Normalizing the Abnormal

by The Cowl Editor on December 9, 2021


Normalizing the Abnormal

Reflecting on the “Post-Pandemic” Semester

by Jezel Tracey ’24

This semester has not been easy. It has been one of adaptation, regulation, and, most of all, confusion. Despite the negative events that have taken place, this year has been a mark of progress in the world’s battle with COVID-19.

Moving on from a year of online classes and being mandated to wear masks outside, walking to classes and sitting in classrooms feels abnormal. Thus, administrators and professors have done their best to replicate a normal semester this semester.

However, the “normal” that was in practice before 2019 no longer exists. Rather, the circumstances that COVID-19 established have become the “new normal.” This holds especially true for students who started college during the pandemic. As a result of this, three of the four classes at Providence College do not know what a normal college experience is like.

While many are able to acknowledge the urgency in reflecting on and addressing these events, responsibilities and obligations might get in the way of this. If there is anything that went back to “normal,” it would be the “work hard, play hard” and “life goes one” clichés. Although this is necessary, it only adds more stress to the process of understanding and adapting to how the world has shifted within the past two years.

On top of progressing into a higher grade with higher expectations and requirements, students and professors are still required to cope with the political, social, and economical unrest that have been and are still taking place today. This becomes challenging when course work is managed as if the pandemic no longer exists or affects students. Whether it was having Zoom classes as an alternative when one is sick or implementing mental health days within the semester, these minor changes made a difference.
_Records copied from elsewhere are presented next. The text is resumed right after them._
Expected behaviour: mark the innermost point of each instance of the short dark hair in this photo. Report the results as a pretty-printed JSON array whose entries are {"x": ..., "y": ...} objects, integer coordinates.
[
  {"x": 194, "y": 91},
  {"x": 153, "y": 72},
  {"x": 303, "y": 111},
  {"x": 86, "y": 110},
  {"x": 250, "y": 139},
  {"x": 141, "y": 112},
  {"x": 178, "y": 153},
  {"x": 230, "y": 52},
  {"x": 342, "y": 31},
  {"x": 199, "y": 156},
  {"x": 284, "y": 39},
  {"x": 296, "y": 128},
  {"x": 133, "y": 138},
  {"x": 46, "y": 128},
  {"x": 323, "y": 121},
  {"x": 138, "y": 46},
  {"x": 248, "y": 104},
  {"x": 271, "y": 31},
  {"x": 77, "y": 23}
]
As a result of this mission to get back to “normal,” it seems as though these tactics have been eliminated. While this does seem like the most efficient way to do this, it fails to understand that we are still “abnormal.” Instead, individuals should focus on creating a new norm.

So, as we approach the new year, it is important for one to use the lessons learned before and after COVID-19 to make a better version of themself. If there is anything that this pandemic has taught us, it was the importance of showing up for oneself. In creating this new normal, one must identify the healthy and unhealthy habits learned both before and during COVID-19.

Navigating post-pandemic methods while still being in that pandemic makes it very easy to fall into a mental rut of frustration, sadness, and irritation. Being a college student through all of this surely does not lessen the weight. However, it is still our responsibility to be productive and active in caring for ourselves. 

Last year’s New Year’s resolution might have been to “get back to normal.” For this year, one should focus on creating attainable resolutions: ones that cater to self-care more than productivity goals.If you do not show up for yourself, you cannot show up for others.